Nevertheless, on that Sabbath the body of Jesus laid dead in the tomb, in the belly of Sheol (the place of the dead) as if in the depths of the sea (which also represented death to the non-seafaring Jews) just as Jonah observed from the belly of the fish (Jonah 2:2-5).  Death had swallowed Jesus and would not let go, just as the fish had swallowed Jonah (Jonah 2:6a).  Jesus was really, truly dead. 
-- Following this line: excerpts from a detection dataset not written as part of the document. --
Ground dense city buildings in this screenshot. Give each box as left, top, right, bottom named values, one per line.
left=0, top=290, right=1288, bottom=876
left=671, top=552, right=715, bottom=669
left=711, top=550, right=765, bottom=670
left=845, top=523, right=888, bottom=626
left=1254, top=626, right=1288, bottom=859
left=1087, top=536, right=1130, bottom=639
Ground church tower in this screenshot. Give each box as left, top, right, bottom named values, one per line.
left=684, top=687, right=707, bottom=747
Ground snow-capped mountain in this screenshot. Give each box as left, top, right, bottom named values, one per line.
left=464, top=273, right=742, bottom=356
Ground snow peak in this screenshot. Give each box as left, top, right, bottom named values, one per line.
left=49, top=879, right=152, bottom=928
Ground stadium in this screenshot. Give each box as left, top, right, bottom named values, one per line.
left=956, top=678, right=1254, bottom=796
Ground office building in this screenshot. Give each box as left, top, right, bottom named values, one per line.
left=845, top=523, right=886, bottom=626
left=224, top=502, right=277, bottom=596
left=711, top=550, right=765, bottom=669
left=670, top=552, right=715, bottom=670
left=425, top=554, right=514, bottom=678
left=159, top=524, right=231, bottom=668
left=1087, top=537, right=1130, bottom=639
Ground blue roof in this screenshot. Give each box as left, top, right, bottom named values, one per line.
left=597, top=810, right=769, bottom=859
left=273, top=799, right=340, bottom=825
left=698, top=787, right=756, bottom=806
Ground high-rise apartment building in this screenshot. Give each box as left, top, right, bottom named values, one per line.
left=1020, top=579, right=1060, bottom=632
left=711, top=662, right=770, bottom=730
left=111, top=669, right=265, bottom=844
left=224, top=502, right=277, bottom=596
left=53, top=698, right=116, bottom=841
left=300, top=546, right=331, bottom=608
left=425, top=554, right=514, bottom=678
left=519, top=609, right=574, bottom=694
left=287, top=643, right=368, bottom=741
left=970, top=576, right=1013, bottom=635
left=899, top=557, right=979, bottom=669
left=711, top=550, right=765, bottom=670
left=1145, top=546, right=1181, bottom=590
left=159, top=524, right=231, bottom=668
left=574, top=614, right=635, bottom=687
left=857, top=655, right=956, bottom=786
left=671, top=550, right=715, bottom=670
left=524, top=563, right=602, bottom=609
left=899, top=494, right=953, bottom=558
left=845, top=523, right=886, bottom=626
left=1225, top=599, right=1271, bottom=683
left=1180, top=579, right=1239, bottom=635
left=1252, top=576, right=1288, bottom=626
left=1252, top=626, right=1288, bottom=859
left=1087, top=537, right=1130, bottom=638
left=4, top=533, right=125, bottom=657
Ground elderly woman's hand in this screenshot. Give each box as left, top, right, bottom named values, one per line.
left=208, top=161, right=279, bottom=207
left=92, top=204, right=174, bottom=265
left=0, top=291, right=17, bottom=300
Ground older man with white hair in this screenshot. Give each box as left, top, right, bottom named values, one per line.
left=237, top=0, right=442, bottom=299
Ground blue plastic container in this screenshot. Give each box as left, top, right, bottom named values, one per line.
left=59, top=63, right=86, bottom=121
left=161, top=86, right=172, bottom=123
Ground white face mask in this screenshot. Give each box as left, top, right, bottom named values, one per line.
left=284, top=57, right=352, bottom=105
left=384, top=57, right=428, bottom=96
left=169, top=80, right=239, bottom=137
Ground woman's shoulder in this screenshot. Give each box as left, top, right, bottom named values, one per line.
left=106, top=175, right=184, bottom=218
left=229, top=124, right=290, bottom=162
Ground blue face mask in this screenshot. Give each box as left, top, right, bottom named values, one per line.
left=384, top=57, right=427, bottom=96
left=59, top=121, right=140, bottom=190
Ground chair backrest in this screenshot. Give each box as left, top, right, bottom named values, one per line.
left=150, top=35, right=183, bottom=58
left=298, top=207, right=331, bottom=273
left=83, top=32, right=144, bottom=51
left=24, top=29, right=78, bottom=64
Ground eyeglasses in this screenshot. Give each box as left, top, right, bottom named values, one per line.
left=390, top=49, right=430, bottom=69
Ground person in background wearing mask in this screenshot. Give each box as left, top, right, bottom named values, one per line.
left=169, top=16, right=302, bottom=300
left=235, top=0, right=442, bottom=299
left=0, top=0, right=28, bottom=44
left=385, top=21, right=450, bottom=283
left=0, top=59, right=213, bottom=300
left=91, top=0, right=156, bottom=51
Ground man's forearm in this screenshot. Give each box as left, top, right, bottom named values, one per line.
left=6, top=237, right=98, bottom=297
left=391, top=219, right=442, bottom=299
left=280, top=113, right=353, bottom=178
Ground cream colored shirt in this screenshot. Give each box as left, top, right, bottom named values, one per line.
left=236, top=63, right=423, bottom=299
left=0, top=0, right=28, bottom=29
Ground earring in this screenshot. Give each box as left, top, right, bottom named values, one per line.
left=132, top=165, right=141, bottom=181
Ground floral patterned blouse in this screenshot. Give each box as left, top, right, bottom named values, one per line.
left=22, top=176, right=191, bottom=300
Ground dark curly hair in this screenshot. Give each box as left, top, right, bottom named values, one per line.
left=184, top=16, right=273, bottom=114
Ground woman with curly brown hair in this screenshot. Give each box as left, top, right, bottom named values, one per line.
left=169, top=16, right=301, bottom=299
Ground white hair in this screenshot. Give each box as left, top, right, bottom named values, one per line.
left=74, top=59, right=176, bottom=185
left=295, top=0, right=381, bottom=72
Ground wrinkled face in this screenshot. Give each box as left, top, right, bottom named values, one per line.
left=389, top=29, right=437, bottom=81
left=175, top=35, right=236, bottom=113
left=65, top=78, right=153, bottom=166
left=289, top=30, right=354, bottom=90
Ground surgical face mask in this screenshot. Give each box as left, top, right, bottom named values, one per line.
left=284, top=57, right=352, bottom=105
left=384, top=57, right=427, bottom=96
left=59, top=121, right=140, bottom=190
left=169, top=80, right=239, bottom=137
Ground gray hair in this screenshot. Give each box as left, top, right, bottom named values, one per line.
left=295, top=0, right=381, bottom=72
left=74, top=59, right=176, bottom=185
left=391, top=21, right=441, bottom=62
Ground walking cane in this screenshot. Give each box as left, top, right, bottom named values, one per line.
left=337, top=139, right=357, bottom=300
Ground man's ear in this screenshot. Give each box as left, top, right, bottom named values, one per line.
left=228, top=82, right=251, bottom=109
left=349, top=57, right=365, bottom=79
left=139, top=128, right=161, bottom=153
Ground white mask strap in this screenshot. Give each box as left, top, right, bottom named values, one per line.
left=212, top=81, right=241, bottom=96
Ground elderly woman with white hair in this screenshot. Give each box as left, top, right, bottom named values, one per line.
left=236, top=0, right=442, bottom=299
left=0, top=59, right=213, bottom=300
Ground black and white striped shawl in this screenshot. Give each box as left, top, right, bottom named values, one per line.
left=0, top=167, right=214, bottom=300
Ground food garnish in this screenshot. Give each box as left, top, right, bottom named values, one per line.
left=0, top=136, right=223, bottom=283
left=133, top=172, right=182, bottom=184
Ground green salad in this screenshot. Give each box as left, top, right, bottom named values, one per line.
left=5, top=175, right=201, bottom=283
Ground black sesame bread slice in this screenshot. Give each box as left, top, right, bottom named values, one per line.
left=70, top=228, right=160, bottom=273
I wonder if His body experienced decay.  While we think of decay as simply a natural process, it is mostly the work of living organisms.  Every organism that causes decay—and every inorganic substance too for that matter—was created by God and is thus subordinate to God.  Therefore, those organisms would have had to attack their Maker.  They had been allowed under God’s sovereign hand to attack Him as they would any other person during His life so that He could experience life in this fallen world in the same way that we do.  However, His perfect life and atoning death were done at this point, so it is quite possible that these organisms therefore did not attack the dead body of Jesus, therefore meaning His body did not experience any physical decay.  I like to envision them standing by reverently in worship of their Creator.  However, since Jesus was to be the firstfruits of the dead, it is also possible that God did allow His body to decay somewhat normally as a pattern for how our bodies decay but will one day be restored by God.  Either way, any decay would have had to have been minimal, since God would not only not abandon Jesus to Sheol but would also not allow Him to see corruption (Psalm 16:10).  Explaining this at Antioch of Pisidia, Paul says “For David, after he had served the purpose of God in his own generation, fell asleep and was laid with his fathers and saw corruption, but he whom God raised up did not see corruption” (Acts 13:36-37).  It can be debated whether or not this means that the body of Jesus did not undergo any decay, but one thing cannot be debated: Jesus could not stay dead.  

Jesus Couldn’t Stay Dead

God is sovereign over death just as He was sovereign over the fish and would therefore cause the tomb to expel Jesus as He caused the fish to expel Jonah—after three days.  God would raise Jesus up from death literally just as He had brought Jonah up from death figuratively (Jonah 2:6b).  Jesus pointed out this connection, likening Jonah’s three-day stay in the fish to His upcoming three-day stay in the tomb (Matthew 12:39-40, 16:4, Luke 11:29).  Thus Jesus became the greater Jonah (Matthew 12:41, Luke 11:30-32).  Death still reigned as the sun set on that Sabbath, but no one could have known just how tenuous the grip of death has become.  So that night the body of Jesus waited for what would be the dawn not only of a new day but of an entirely new Creation.  Oblivious to this, His disciples waited too, not knowing that a new era was about to dawn.   So on this Saturday, after remembering all that Jesus accomplished through His life and death, we wait to celebrate all that was accomplished with His resurrection.  As we wait for tomorrow, we also wait along with the entire Creation for the final destruction of death and the freedom from decay and corruption that will come with the resurrection of our bodies (Romans 8:19-25).